Text Preprocessing in Python: Steps, Tools, and Examples

by Olga Davydova, Data Monsters

In this paper, we will talk about the basic steps of text preprocessing. These steps are needed for transferring text from human language to machine-readable format for further processing. We will also discuss text preprocessing tools.

After a text is obtained, we start with text normalization. Text normalization includes:

  • converting all letters to lower or upper case
  • converting numbers into words or removing numbers
  • removing punctuations, accent marks and other diacritics
  • removing white spaces
  • expanding abbreviations
  • removing stop words, sparse terms, and particular words
  • text canonicalization

We will describe text normalization steps in detail below.

Convert text to lowercase

Example 1. Convert text to lowercase

Python code:

input_str = ”The 5 biggest countries by population in 2017 are China, India, United States, Indonesia, and Brazil.”
input_str = input_str.lower()
print(input_str)

Output:

the 5 biggest countries by population in 2017 are china, india, united states, indonesia, and brazil.

Remove numbers

Remove numbers if they are not relevant to your analyses. Usually, regular expressions are used to remove numbers.

Example 2. Numbers removing

Python code:

import re
input_str = ’Box A contains 3 red and 5 white balls, while Box B contains 4 red and 2 blue balls.’
result = re.sub(r’\d+’, ‘’, input_str)
print(result)

Output:

Box A contains red and white balls, while Box B contains red and blue balls.

Remove punctuation

The following code removes this set of symbols [!”#$%&’()*+,-./:;<=>?@[\]^_`{|}~]:

Example 3. Punctuation removal

Python code:

import string
input_str = “This &is [an] example? {of} string. with.? punctuation!!!!” # Sample string
result = input_str.translate(string.maketrans(“”,””), string.punctuation)
print(result)

Output:

This is an example of string with punctuation

Remove whitespaces

To remove leading and ending spaces, you can use the strip() function:

Example 4. White spaces removal

Python code:

input_str = “ \t a string example\t “
input_str = input_str.strip()
input_str

Output:

‘a string example’

Tokenization

Tokenization is the process of splitting the given text into smaller pieces called tokens.
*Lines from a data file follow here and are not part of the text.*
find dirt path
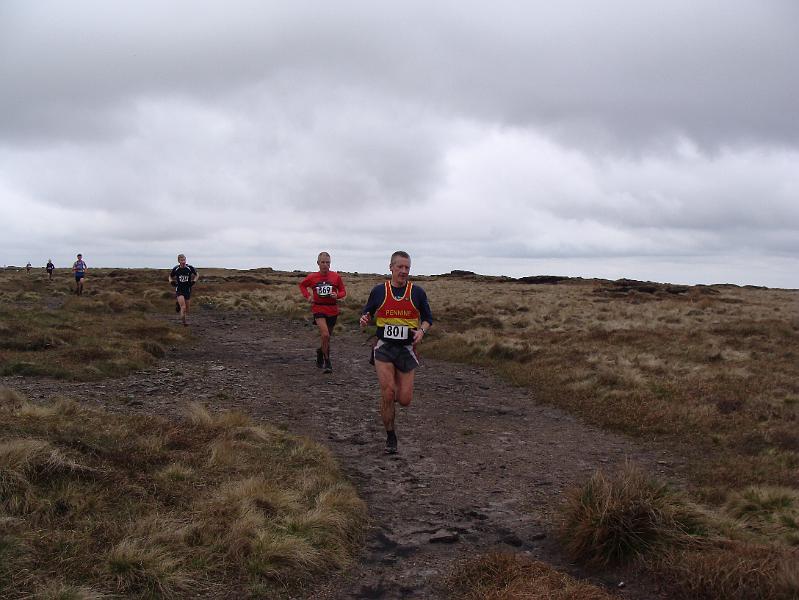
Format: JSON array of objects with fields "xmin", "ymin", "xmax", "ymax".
[{"xmin": 5, "ymin": 309, "xmax": 680, "ymax": 598}]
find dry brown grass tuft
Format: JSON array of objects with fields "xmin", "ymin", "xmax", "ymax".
[
  {"xmin": 30, "ymin": 582, "xmax": 110, "ymax": 599},
  {"xmin": 652, "ymin": 541, "xmax": 799, "ymax": 600},
  {"xmin": 562, "ymin": 467, "xmax": 799, "ymax": 599},
  {"xmin": 0, "ymin": 392, "xmax": 366, "ymax": 597},
  {"xmin": 183, "ymin": 401, "xmax": 217, "ymax": 428},
  {"xmin": 0, "ymin": 387, "xmax": 25, "ymax": 407},
  {"xmin": 560, "ymin": 465, "xmax": 706, "ymax": 566},
  {"xmin": 247, "ymin": 532, "xmax": 323, "ymax": 581},
  {"xmin": 442, "ymin": 551, "xmax": 614, "ymax": 599},
  {"xmin": 184, "ymin": 402, "xmax": 255, "ymax": 436},
  {"xmin": 0, "ymin": 437, "xmax": 98, "ymax": 519},
  {"xmin": 107, "ymin": 538, "xmax": 189, "ymax": 597},
  {"xmin": 157, "ymin": 462, "xmax": 195, "ymax": 483},
  {"xmin": 17, "ymin": 398, "xmax": 79, "ymax": 419},
  {"xmin": 724, "ymin": 486, "xmax": 799, "ymax": 544}
]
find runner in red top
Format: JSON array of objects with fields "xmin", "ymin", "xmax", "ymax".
[{"xmin": 299, "ymin": 252, "xmax": 347, "ymax": 373}]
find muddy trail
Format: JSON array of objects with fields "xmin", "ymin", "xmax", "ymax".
[{"xmin": 5, "ymin": 309, "xmax": 681, "ymax": 599}]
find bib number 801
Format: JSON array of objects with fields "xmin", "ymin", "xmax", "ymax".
[{"xmin": 384, "ymin": 325, "xmax": 408, "ymax": 340}]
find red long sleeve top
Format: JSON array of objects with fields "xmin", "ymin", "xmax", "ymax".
[{"xmin": 299, "ymin": 271, "xmax": 347, "ymax": 317}]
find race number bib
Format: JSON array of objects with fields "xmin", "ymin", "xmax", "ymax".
[
  {"xmin": 317, "ymin": 284, "xmax": 333, "ymax": 296},
  {"xmin": 178, "ymin": 275, "xmax": 190, "ymax": 283},
  {"xmin": 383, "ymin": 325, "xmax": 408, "ymax": 340}
]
Words, numbers, punctuation marks, and others can be considered as tokens. In this table (“Tokenization” sheet) several tools for implementing tokenization are described.

Tokenization tools

Remove stop words

“Stop words” are the most common words in a language like “the”, “a”, “on”, “is”, “all”. These words do not carry important meaning and are usually removed from texts. It is possible to remove stop words using Natural Language Toolkit (NLTK), a suite of libraries and programs for symbolic and statistical natural language processing.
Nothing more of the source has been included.